Methanex Inc. (MX on TSX)
M&G Investments, owning 16.5 per cent of Methanex, sent a letter to the board on March 28, essentially saying the company was taking on too much risk if it proceeded with its Geismar 3 methanol plant without a partner. Methanol prices are highly volatile, so M&G wanted a more conservative approach to new growth. This fight didn’t last long. On April 12 an agreement was reached, with MX agreeing to recommend a new director suggested by M&G and to add another director in the future from an M&G suggested list. In return, M&G has now agreed to vote in favour of the company nominees, essentially ending the fight completely. MX meanwhile missed earnings estimates this week, but did raise its dividend by 9 per cent. Shares are up 18 per cent this year.

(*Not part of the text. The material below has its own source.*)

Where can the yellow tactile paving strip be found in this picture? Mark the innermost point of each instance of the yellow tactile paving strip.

Bed Bath & Beyond (BBBY on NASDAQ)
Bed Bath & Beyond has been facing pressure from activist investors Legion Partners Asset Management, Macellum Advisors, and Ancora Advisors. All in, the investors own about a five per cent stake in the company. The activist investors criticized the board for not holding itself and the company’s management accountable for poor performances. The investors also criticized the board “for the magnitude of value destruction in the last five years.” The pressure has already resulted in the co-founders stepping down from the board. Still, the investor group remains unhappy, and has proposed its own slate of directors up for election at the June 29 annual meeting. Expect more fireworks between now and then. Shares are up 49 per cent this year as investors like the activists’ pressure on the company. Long-term holders need some improvement, certainly: shares are less than one-quarter of the value they were in 2014.
Hudbay Minerals Inc. (HBM on TSX)
Waterton Global Resource Management, whose funds own 12.1 per cent of the company, launched a fight in February, which started ugly. “Hudbay’s current leadership team has proven unable to effectively run a global mining company,” one of Waterton’s earlier press release stated, “resulting in abysmal” returns. Waterton wants to replace the CEO and put in place an independent board to help close HBM’s valuation gap with its peers. Meanwhile, HBM’s largest shareholder, Letko, Brosseau & Associates, with 13.4 per cent, has publicly stated it will support the current board. The battle goes to a vote on May 3. Hudbay shares are up 43 per cent this year with all the excitement, but are up a much-more-muted one per cent in the past 52 weeks. Shares are only about one-third of the price they were at in 2007.